碧悠低聲回道“永寧侯還未派人來之前,有一小廝先到了春闌院,您婆母得知後,穿著寢衣就闖進了榮淑華的房中。”
碧悠啐了一口,繼續道“二公子與那榮淑華正顛鸞倒鳳廝混在一處,您婆母就那麼直愣愣進去了,隻怕是秦樓楚館、勾欄瓦舍,也沒這樣彝倫攸斁的事兒。
二公子光著身子,抓起地上的衣袍,翻後窗,跑去了小佛堂。
永寧侯派的婆子和小廝,踏進春闌院時,二公子在小佛堂將將穿好了衣袍。
您婆母故意拖著那些婆子和小廝,詢問出了何事,稱其並未瞧見二公子,愣是讓婆子和小廝們在西院尋了一圈,才在小佛堂找到二公子。
那時二公子早已穿戴整齊,假模假樣跪在小佛堂誦經。
您婆母當眾訓斥了二公子兩句,說讓二公子先去東院同永寧侯解釋清楚此事。
二公子走後,孟嬤嬤和您婆母說林氏怎麼跑去東院了?該不會是故意的吧?
您婆母冷笑著說小姐你逃過一劫,既已嫁入侯府,焉能次次這般僥幸?”
聞言,氣得沉音猛地站起了身。
“砰”的一聲,磕到了頭。
林洛翎見之,拽了拽沉音的袖襟,低聲勸道“姐姐莫氣,誰僥幸還不一定呢!”
車簾外響起永寧侯府跟隨小廝的聲音,“小夫人,出了何事?”
馬車頓停,林洛翎淡聲道“無事,沉音姐姐為我施針,不慎碰到了手臂。”
馬車緩緩再行,林洛翎將沉音拉坐在她身旁,問碧悠,“那小廝長什麼樣,你可瞧清了?”
沉音在旁接話道“翎兒妹妹問那小廝作甚?不用說,肯定是永寧侯提前派人去知會藍婉霜的,難不成讓二公子在眾目睽睽之下被捉奸在床嗎?

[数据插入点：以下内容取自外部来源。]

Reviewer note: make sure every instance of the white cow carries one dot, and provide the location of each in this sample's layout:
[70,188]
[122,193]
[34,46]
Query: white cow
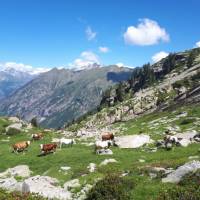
[66,141]
[103,144]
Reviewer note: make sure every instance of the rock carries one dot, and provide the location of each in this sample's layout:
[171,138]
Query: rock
[180,172]
[106,161]
[188,135]
[82,195]
[45,186]
[55,140]
[184,142]
[91,167]
[71,184]
[132,141]
[65,168]
[20,170]
[104,152]
[17,126]
[9,184]
[14,119]
[193,157]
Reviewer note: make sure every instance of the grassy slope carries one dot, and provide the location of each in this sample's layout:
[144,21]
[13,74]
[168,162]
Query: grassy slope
[79,156]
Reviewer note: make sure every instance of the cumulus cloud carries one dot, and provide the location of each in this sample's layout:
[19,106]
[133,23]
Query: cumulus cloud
[91,35]
[197,44]
[120,64]
[22,68]
[104,49]
[86,60]
[159,56]
[147,32]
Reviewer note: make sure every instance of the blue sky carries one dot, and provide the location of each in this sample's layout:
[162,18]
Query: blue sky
[49,33]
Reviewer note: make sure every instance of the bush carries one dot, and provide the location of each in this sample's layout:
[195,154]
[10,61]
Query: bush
[4,195]
[13,131]
[111,187]
[187,189]
[187,121]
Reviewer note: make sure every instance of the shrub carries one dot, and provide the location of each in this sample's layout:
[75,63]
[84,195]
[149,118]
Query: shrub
[187,189]
[4,195]
[111,187]
[13,131]
[187,121]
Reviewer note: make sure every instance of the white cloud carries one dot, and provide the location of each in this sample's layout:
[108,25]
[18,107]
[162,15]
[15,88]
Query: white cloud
[147,32]
[90,34]
[86,60]
[159,56]
[120,64]
[104,49]
[22,68]
[197,44]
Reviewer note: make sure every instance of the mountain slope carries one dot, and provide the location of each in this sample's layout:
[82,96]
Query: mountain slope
[11,80]
[62,95]
[171,82]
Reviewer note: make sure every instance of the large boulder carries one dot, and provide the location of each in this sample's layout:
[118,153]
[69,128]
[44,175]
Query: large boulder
[20,170]
[14,129]
[10,184]
[106,161]
[71,184]
[45,186]
[132,141]
[180,172]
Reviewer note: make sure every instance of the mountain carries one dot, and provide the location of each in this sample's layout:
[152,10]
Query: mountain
[11,80]
[62,95]
[15,75]
[170,83]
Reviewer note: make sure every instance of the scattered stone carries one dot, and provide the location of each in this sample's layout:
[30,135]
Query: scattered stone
[82,195]
[106,161]
[9,184]
[71,184]
[45,186]
[132,141]
[104,152]
[91,167]
[16,126]
[180,172]
[20,170]
[14,119]
[184,142]
[193,157]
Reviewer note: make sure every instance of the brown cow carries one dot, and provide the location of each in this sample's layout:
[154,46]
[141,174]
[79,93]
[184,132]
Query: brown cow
[21,146]
[107,136]
[48,148]
[37,136]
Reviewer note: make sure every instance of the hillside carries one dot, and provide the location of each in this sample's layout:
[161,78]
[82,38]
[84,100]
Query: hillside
[169,83]
[77,169]
[60,96]
[11,80]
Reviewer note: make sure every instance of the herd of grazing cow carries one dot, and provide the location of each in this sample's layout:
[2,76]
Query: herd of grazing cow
[45,148]
[106,141]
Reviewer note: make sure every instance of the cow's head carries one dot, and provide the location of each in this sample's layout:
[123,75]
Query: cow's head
[73,141]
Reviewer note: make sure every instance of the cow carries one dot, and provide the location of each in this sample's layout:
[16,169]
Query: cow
[100,145]
[37,136]
[66,142]
[48,148]
[21,146]
[107,136]
[171,139]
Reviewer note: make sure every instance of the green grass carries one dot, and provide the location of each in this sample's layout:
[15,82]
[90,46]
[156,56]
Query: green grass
[79,156]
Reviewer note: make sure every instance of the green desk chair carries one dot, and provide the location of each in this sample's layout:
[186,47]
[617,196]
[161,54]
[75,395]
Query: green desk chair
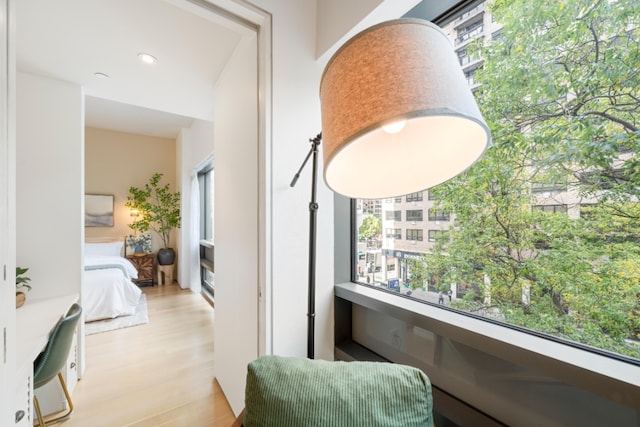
[297,392]
[51,361]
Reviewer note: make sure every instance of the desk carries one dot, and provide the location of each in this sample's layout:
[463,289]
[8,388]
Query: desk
[34,322]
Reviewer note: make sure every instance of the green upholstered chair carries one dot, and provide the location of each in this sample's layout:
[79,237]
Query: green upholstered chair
[293,392]
[50,362]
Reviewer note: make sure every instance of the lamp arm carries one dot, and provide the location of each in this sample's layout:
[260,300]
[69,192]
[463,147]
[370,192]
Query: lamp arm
[313,211]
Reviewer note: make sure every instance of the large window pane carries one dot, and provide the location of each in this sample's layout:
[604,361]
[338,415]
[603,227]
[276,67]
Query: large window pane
[543,232]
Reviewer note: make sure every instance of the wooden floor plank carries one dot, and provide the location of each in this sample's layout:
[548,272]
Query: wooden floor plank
[158,374]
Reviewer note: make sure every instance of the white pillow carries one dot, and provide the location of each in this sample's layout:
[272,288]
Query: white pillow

那二公子的臉,豈非要扔在地上,讓一群婆子小廝踩個稀巴爛了?”
林洛翎搖了搖頭,解釋道“沉音姐姐不知,永寧侯府明麵上分為東西兩院,兄弟之間互不相擾,實則,早在十餘年前,兩個兄弟便暗地裡分了家。”
說到此處,林洛翎不禁想起藍婉霜之前提及朱賢之的父親朱敬忠,與昔年同窗在喜宴散儘,去茶館敘舊。
上一世,林洛翎接了永寧侯夫人的管家之權,未出十日,便有兩家勾欄瓦舍的老鴇上門,討要朱敬忠欠下的銀錢。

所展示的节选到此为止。